Introduction
Welcome to topic 3.3 of AP Biology! In this topic, we’ll cover cellular energy and how all organisms need it in order to operate properly.
The cellular processes that take place in the next two topics are to provide the cell with cellular energy and use it in order for cells to function properly.
We’ll also touch upon how core metabolic processes are shared, conserved, and fundamental processes and features support the concept of a common ancestry between all organisms.
Let’s put our energy into learning this! (sorry bad joke we know)
What is Cellular Energetics?
Cellular energetics is the study of how organisms capture, store, and use energy to power life processes. Energy is the capacity to do work. There are multiple types of energy, however we’ll mainly focus on potential energy and chemical energy.
The First Law of Thermodynamics states that energy cannot be created or destroyed. However, energy can be converted from one form to another. For example, potential energy turns into kinetic energy when something moves.
According to the Second Law of Thermodynamics, energy transfer/transformations are never 100% efficient. Some energy is always lost in less usable forms, such as heat. This also leads to an increase in the disorder (entropy) of the universe. This law is why living organisms require a constant input of energy to maintain their stability as not all energy used will be put towards the needed process.
In living systems, chemical energy is converted into other forms through exergonic and endergonic reactions. Endergonic reactions require energy to take place, whereas exergonic reactions release energy. Endergonic and exergonic reactions may be “coupled,” meaning the heat needed for an endergonic reaction is supplied by an exergonic reaction right before it.
Exergonic (spontaneous) reactions provide energy to allow endergonic (nonspontaneous) processes to occur. This linkage of reactions is crucial for cellular metabolism. Metabolism is the sum of all chemical reactions in an organism, including both catabolism (the breakdown of substances) and anabolism (the creation of new substances).
Although exergonic reactions release energy, the reaction might not occur naturally without a bit of energy to get it going. This is because the reactants must first turn into a high-energy molecule, called the transition state,before creating the products. The transition state is sort of a reactants-products hybrid state that is difficult to achieve. In order to reach this state, a certain amount of energy (referred to as the activation energy) is required. The enzymes we talked about in the topic 3.1 (here’s a link) are catalysts that lower activation energy.
But How is Energy Important?
Energy is essential to life and all living systems require an input of energy to operate. Life requires different systems of producing and using energy in order to maintain a balance.
Energy input must exceed energy loss in order to maintain a balance of energy within the cells to adequately power cellular processes. An excess in energy loss or energy production may result in cellular death. In order to maintain this equilibrium, cellular processes that release energy (exergonic reactions) may be paired with cellular processes that require energy (endergonic reactions). Energy-related pathways in biological systems may be sequential, meaning that the product of a reaction is typically the reactant or a subsequent step in the energy pathway.
ATP: The Energy Currency
ATP stands for adenosine triphosphate, the universal energy carrier molecule in cells. It consists of an adenine, a ribose sugar, and three phosphate molecules (hence the tri- in triphosphate). Most of the energy from ATP comes from its high-energy phosphate bonds.
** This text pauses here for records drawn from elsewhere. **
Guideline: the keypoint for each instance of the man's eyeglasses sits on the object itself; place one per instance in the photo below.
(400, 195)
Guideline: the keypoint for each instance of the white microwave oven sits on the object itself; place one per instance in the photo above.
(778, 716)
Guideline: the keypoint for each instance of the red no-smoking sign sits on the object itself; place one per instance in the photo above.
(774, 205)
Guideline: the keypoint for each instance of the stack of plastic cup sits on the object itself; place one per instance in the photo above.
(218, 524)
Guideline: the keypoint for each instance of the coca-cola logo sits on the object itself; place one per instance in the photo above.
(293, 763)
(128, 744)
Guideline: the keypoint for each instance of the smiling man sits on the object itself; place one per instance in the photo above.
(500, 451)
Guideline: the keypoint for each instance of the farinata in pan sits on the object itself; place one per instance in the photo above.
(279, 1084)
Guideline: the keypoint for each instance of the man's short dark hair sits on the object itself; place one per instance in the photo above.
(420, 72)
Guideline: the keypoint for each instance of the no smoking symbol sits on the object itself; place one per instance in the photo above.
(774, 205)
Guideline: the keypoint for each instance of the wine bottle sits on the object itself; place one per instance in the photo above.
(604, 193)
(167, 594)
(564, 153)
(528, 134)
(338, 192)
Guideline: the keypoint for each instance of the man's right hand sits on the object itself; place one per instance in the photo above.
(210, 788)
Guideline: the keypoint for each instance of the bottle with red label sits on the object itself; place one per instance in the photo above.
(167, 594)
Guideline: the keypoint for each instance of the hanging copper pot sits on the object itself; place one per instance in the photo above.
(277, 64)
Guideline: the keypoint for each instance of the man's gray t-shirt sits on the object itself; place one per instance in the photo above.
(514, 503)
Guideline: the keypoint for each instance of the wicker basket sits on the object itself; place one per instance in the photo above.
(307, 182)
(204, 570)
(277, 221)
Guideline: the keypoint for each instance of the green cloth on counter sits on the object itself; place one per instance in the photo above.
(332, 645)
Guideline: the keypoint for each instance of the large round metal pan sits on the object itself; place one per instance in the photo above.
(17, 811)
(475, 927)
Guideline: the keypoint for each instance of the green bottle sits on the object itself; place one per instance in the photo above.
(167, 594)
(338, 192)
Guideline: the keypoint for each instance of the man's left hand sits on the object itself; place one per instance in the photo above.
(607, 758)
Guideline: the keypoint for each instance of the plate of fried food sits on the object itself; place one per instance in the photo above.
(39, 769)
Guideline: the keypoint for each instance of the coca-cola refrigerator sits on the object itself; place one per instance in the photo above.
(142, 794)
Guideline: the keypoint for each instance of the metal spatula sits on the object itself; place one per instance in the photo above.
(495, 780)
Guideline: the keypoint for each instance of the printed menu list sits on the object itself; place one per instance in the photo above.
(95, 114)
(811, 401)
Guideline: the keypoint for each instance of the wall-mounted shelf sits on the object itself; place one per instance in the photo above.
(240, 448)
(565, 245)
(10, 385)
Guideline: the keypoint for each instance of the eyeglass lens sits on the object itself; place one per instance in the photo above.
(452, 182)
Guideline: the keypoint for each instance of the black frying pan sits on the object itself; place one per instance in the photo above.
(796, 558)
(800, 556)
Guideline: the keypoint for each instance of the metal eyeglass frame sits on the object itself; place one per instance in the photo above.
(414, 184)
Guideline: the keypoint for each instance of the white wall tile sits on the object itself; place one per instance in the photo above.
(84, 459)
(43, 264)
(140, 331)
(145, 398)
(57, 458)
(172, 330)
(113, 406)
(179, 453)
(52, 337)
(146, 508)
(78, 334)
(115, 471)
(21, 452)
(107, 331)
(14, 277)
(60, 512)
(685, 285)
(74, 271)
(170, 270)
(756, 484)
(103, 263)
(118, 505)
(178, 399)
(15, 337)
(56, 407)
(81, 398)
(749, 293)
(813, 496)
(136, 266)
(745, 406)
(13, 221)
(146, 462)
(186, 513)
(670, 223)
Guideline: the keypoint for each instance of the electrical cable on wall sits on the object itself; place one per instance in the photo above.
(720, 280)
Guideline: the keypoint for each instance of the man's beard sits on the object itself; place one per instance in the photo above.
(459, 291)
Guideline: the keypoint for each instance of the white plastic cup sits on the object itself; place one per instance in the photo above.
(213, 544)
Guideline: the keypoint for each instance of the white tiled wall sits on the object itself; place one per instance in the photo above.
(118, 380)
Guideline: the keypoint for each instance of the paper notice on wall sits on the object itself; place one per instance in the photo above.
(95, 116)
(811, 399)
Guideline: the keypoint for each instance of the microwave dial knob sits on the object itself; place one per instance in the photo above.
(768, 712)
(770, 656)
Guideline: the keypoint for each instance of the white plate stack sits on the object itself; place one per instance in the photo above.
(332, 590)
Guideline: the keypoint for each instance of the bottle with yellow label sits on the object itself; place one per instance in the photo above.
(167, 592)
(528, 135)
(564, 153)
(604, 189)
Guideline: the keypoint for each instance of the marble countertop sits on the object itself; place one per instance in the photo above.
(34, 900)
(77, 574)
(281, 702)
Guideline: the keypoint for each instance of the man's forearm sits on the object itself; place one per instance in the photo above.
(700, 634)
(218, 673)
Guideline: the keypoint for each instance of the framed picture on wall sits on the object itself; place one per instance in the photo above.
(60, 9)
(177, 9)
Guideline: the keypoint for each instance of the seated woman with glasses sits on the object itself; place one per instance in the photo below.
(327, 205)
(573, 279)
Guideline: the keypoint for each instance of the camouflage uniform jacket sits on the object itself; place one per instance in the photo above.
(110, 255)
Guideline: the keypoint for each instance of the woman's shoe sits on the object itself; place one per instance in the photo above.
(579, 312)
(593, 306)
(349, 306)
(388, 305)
Using hydrolysis, ATP is broken into ADP and Pi (inorganic phosphate), which is eventually recharged into ATP so the process can begin again.
One ATP hydrolysis reaction releases about 7.3 kcal/mol of free energy. ATP hydrolysis is paired with endergonic reactions as ATP provides the energy necessary to enable cells to perform non-spontaneous reactions. Some examples of this would include active transport and muscle contraction.
Common Ancestry Among Organisms
Core metabolic pathways are used across all currently recognized domains, indicating a common ancestry among all organisms. Domains are used to classify all living organisms based on fundamental similarities in their cellular structures and genetic makeup.
One of these core metabolic pathways is glycolysis: the breaking down of glucose. Glucose must be broken down in all organisms eventually to create energy.
Our next two topics will focus on photosynthesis and cellular respiration, respectively. These have the same core metabolic pathways in order to secure a balance of energy production and usage in their respective organisms.